Delphine Maymil of Chateau Maylandie has some of the best terroir with which to grow grapes sustainably in AOC Corbières. Her Exquise Esquisse ("exquisite draft," in English) is a grenache with blueberry flavors. Under the Corbière-Boutenac AOC, she makes Villa Ferrae (a blend of grenache, syrah and carignan), her "virile cuvée"—indeed, I found it highly seductive.

If the female gene pool counts in this particular contest, then the winner is Domaine Preignes le Neuf, which has been passed down by its women over five generations and now has sisters in charge of the winemaking and sustainable vineyard. Winemaker Beatrice Lassere benefits from volcanic soil in appellation Coteaux de Libron and creates three different lines of wine. Her cinsault rosé was fresh and charming; her line of crisp chardonnays was intensely perfumed.
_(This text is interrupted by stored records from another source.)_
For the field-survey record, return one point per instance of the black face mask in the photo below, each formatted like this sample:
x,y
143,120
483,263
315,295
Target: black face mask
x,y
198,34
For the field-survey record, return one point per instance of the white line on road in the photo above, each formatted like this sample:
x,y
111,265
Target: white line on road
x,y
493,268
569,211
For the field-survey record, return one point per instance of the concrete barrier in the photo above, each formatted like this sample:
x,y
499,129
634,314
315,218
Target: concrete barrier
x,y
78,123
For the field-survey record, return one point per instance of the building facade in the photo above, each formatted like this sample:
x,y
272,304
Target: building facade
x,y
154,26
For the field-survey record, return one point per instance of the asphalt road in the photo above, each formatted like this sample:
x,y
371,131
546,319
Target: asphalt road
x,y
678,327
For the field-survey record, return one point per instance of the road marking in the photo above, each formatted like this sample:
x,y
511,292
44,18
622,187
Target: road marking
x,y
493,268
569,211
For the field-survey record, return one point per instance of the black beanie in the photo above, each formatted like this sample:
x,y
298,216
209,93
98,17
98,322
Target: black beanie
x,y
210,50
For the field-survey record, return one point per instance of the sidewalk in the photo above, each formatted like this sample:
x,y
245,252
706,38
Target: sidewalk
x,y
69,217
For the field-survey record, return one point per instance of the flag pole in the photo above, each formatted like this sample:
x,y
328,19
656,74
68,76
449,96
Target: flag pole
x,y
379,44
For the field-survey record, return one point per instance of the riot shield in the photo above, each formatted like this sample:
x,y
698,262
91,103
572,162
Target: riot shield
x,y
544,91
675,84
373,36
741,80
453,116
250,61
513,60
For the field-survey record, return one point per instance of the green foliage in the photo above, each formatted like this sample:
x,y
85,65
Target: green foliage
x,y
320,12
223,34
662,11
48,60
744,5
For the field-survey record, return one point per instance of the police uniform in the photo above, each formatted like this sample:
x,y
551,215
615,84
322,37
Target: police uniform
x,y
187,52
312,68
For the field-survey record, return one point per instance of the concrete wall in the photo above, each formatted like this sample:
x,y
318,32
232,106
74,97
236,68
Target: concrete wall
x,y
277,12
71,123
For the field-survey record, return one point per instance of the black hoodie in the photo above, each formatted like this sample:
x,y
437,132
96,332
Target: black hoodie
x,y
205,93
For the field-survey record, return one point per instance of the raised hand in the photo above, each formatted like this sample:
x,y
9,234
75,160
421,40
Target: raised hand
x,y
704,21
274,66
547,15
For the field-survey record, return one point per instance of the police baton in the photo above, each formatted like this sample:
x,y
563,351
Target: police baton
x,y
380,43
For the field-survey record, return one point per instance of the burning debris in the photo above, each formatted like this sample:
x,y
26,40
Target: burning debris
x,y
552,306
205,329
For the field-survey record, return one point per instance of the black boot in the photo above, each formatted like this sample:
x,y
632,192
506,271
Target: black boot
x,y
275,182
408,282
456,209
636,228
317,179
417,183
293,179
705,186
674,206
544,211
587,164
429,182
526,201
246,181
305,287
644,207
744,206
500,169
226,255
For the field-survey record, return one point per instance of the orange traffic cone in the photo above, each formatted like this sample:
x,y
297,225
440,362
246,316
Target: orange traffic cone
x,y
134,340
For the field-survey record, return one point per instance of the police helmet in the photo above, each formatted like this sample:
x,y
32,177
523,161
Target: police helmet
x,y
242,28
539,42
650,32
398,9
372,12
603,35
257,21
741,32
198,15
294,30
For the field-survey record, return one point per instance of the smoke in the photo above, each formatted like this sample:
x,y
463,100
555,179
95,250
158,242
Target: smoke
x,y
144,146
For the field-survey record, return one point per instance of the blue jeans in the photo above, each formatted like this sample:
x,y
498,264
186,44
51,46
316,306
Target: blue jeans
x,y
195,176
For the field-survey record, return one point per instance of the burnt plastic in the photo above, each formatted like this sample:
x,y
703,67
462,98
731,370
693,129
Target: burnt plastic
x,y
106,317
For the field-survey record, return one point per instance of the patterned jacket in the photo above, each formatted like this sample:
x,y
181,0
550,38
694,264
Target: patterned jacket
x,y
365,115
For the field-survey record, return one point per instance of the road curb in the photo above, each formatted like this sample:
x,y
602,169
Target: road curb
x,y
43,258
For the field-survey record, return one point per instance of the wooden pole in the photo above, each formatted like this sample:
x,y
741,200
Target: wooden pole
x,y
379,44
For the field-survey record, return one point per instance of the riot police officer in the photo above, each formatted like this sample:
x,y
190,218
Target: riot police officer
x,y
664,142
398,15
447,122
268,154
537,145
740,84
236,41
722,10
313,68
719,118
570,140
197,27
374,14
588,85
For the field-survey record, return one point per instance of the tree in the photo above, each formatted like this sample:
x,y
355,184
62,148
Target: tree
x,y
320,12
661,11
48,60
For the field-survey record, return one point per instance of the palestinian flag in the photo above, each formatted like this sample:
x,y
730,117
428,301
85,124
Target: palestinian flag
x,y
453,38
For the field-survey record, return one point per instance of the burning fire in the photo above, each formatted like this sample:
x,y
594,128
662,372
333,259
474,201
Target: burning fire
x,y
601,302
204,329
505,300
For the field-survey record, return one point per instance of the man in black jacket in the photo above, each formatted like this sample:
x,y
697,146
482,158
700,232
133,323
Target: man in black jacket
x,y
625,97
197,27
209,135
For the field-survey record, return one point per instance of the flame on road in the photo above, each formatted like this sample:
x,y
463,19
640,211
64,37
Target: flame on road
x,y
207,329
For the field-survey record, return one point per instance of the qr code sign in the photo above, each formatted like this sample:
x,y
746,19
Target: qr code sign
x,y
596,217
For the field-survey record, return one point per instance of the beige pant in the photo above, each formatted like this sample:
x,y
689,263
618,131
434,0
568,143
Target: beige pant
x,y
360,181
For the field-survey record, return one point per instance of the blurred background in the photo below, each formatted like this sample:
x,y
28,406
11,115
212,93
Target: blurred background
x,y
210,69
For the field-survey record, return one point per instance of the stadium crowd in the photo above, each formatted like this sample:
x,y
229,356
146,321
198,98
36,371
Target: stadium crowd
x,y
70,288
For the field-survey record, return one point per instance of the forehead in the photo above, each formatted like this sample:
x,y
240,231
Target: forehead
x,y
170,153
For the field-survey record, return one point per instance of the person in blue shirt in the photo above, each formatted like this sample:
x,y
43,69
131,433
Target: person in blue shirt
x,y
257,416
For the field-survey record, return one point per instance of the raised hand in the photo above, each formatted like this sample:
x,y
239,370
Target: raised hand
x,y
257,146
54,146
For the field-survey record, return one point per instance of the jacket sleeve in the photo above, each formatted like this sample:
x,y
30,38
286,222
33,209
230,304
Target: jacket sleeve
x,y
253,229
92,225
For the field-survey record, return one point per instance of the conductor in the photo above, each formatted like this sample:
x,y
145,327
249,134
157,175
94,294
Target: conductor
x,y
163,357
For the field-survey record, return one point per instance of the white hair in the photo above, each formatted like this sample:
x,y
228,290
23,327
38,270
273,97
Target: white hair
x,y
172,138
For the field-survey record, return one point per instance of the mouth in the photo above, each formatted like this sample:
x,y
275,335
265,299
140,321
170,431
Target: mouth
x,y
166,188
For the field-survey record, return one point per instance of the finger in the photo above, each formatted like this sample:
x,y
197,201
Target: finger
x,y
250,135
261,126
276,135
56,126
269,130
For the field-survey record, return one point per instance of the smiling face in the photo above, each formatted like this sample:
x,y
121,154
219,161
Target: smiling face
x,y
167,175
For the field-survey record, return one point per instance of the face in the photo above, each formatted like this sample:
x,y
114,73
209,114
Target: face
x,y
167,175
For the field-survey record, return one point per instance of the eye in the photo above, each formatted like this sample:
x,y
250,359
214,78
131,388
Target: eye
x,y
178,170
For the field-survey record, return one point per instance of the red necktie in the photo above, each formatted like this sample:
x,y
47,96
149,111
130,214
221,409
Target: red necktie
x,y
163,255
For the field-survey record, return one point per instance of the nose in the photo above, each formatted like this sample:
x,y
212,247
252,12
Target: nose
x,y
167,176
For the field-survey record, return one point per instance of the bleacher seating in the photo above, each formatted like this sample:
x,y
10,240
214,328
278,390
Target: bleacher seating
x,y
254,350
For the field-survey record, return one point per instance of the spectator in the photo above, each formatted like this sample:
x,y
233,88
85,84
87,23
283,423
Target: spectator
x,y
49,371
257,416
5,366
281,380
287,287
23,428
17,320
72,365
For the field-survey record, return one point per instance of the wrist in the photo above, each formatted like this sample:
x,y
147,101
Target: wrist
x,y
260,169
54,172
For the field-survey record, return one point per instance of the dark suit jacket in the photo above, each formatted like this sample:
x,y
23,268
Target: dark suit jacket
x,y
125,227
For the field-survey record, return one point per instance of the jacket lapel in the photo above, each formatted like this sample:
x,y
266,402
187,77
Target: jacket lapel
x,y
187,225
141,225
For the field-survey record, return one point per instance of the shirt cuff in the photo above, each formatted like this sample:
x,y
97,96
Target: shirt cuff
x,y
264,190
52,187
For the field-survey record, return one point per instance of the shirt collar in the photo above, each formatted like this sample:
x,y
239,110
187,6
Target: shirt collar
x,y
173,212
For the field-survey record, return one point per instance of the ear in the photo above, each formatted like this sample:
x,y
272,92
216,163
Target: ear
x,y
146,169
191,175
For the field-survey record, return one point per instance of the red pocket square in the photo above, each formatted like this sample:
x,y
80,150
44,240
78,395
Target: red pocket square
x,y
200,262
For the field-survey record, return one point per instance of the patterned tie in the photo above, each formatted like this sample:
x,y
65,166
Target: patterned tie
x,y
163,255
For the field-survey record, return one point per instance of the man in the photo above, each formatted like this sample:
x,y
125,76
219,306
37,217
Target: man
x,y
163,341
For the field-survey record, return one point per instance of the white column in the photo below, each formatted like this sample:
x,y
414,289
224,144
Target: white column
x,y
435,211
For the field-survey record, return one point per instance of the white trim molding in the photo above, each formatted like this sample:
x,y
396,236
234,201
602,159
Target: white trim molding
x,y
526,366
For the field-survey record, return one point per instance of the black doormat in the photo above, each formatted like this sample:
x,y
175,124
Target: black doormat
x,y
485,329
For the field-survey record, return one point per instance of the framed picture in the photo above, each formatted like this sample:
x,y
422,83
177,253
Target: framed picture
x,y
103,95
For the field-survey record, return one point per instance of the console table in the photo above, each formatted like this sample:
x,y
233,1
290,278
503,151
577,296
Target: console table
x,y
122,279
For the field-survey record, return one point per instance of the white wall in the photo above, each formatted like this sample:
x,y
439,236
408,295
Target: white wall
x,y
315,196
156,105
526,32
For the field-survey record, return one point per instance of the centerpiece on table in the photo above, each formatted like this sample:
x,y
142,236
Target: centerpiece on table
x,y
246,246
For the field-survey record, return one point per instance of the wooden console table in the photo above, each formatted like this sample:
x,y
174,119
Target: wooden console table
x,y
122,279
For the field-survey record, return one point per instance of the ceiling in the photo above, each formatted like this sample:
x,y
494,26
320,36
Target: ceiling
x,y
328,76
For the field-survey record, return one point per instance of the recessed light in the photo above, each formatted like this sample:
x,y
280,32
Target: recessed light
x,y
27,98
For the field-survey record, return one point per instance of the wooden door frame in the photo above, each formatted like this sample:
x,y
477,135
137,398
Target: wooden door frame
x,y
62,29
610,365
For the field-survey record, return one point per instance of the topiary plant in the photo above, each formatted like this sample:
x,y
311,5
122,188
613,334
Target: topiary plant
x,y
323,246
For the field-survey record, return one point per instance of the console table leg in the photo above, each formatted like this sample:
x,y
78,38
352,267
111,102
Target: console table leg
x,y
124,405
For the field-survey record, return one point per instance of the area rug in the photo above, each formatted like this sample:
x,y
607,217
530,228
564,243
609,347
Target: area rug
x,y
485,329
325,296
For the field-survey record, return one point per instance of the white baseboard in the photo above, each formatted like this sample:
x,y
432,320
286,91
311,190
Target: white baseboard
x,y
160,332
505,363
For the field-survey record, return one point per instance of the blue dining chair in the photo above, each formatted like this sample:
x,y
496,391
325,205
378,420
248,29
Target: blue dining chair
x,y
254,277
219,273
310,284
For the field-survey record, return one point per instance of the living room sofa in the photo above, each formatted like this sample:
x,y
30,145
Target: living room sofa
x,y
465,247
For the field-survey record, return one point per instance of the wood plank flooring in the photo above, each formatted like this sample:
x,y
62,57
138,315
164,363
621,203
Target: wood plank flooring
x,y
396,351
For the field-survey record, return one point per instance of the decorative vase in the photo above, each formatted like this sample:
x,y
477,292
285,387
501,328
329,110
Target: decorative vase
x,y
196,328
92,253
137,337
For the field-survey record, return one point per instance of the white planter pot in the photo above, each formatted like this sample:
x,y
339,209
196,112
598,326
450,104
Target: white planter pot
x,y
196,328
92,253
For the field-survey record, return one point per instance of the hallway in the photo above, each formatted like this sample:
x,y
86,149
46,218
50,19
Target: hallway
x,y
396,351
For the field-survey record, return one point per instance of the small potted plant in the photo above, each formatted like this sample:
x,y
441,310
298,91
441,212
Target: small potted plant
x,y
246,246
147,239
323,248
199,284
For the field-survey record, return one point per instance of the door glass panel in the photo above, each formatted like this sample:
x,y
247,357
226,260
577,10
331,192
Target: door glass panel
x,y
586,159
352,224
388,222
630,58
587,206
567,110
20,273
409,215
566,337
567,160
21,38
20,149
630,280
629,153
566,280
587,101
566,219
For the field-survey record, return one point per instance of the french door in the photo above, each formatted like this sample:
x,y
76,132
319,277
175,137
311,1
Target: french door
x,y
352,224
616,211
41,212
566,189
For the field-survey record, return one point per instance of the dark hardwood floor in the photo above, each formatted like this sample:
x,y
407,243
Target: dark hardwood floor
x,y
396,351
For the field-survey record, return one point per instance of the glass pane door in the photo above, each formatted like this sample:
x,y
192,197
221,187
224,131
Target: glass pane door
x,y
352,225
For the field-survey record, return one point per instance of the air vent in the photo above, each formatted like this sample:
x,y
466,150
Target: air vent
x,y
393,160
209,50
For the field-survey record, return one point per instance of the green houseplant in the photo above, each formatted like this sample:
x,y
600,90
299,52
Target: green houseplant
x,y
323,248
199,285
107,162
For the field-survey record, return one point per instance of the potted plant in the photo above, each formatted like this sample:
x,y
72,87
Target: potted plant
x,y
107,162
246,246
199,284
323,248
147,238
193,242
Yet, it was through another contender, Chateau Coupe Rosés, that I discovered wines that best exemplified the female touch in Sud de France. With the family estate dating back four centuries, Françoise Frissant makes wines that are strong and concentrated, yet round and delicate. From Cuvée Vignals (blend of syrah, grenache and carignan) to Granaxa (blend of grenache and syrah), Frissant imparts a signature streamlined sensuous style to all of her wines. Indeed, Frissant's wines had just the je ne sais quoi I was looking for.